To get a picture of the ratio of approvals to drawdowns, we monitored this and could see when we hit 50% at the end of the first year that the scheme would be more successful than anticipated. We then commenced discussions with the Minister for Public Expenditure and Reform and these are ongoing. The Central Bank has to be consulted. That is not my function but a function of the Department of Public Expenditure and Reform because it is a mortgage product that occupies an interesting space and is outside part of the Central Bank's macroprudential rules. The Central Bank would need to be aware of any activity like that on the mortgage market. It is a tiny percentage of the mortgage market and a small percentage of the first-time buyer mortgage market. The Central Bank needs to be informed of it, whether there is a change to the policy, which there has not been, or as new funding is approved, an issue that is being discussed with the Minister for Public Expenditure and Reform.

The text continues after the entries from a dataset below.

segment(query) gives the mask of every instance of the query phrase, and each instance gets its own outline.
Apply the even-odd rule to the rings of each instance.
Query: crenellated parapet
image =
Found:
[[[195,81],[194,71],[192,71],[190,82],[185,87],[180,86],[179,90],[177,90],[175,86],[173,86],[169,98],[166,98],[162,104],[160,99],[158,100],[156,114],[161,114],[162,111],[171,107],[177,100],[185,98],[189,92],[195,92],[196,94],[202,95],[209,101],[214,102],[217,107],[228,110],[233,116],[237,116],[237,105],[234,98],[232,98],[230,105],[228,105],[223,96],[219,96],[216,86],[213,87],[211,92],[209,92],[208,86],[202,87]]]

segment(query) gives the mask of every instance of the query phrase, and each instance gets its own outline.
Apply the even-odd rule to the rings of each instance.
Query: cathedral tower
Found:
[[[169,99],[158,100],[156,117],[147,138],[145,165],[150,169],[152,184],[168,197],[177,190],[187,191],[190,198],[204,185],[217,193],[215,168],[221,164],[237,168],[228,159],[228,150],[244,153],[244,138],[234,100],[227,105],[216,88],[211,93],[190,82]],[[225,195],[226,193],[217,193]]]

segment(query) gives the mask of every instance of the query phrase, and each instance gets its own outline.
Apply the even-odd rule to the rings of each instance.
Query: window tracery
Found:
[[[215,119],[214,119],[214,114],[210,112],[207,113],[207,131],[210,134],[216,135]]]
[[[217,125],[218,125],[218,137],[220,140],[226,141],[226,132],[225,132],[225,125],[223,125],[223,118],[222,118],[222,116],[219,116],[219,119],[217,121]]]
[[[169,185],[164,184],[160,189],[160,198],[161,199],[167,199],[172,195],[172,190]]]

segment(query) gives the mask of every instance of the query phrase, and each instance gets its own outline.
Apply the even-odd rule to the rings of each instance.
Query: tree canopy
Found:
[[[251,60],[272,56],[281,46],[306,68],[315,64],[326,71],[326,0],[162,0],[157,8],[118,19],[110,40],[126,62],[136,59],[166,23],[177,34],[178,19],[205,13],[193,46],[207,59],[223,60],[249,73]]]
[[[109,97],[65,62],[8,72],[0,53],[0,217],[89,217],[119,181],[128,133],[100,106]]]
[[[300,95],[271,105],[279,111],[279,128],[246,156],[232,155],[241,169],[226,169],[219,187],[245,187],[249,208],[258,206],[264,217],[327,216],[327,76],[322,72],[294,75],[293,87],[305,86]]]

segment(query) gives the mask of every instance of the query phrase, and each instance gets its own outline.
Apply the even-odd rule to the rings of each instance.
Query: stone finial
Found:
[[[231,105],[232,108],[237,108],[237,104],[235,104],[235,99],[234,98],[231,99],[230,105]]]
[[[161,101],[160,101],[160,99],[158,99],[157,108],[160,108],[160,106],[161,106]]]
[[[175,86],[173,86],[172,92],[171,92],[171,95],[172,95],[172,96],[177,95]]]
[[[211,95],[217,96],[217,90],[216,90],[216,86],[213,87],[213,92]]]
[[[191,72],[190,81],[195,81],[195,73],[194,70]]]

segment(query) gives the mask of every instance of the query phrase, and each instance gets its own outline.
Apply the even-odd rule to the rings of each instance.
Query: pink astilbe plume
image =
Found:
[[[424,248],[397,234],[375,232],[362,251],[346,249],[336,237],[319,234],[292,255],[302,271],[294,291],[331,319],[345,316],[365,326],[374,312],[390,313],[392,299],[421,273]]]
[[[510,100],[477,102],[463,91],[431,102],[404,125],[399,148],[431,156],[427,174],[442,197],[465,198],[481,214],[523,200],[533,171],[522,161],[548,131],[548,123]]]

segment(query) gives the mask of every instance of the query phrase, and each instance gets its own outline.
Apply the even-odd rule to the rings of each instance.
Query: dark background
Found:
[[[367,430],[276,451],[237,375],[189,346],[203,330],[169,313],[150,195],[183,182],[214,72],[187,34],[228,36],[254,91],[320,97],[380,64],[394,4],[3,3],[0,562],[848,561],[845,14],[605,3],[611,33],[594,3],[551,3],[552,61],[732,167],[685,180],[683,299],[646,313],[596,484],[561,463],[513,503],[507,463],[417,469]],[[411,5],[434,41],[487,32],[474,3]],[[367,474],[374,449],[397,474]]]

As I said, the reality is that the scheme requires more money to be made available to it because of the activity involved.

With regard to affordability, we have already had workshops and been in touch with key local authorities to approve the first round for the serviced sites fund, the €43 million that I mentioned. Two or three weeks ago, I announced the regulations coming under the affordable housing legislation in the Dáil. Fianna Fáil's housing spokesperson has been reviewing them. I expect to be able to conclude today following his review and the review of other Deputies who participated in parliamentary questions that day and may come back to me with suggested changes. The local authorities will decide when they open the scheme, which will be based on when they believe homes will become available. The regulations will be clear about what they can and cannot do. The Senator might have missed that, either at the end of March or beginning of April, we will have a second round for the serviced sites fund. We have already received the economic appraisals from the majority of local authorities about the affordability challenges relating to home-building and home-buying.

Each of the 31 local authorities has provided its vacancy report. We have vacancy officers in every local authority now, with funding provided to them. A pilot project was carried out in six local authorities, namely, Cork city, Dún Laoghaire-Rathdown, Limerick, Mayo, Meath and Waterford. They have surveyed more than 7,000 properties and the number of potentially vacant homes identified in that detailed survey, with people going out to look at a property twice in a period, is just over 400. We can drill down into the numbers that were first announced. The numbers were not incorrect but the definition of vacancy was much broader than what we would consider to be a vacant home that could be brought back into use. That speaks to the vacancy rate in those areas being between 5% and 6%. This does not mean that we cannot take action. We are addressing this. I spoke about the thousands of homes that came out of long-term vacancy last year. These properties are not the low-hanging fruit that we thought they were. We have resources in place and we are getting hard data back. More than 2,000 homes have been recorded on vacanthomes.ie, which is run from Mayo, and involves individuals passing a house, thinking it is vacant, and sending a geolocated picture to the Mayo local authority, which then gives it to the relevant local authority elsewhere in the country. Significant work is being done to address vacancy. As I said, we will send the vacancy report for each local authority area to the committee so it can view that in more detail.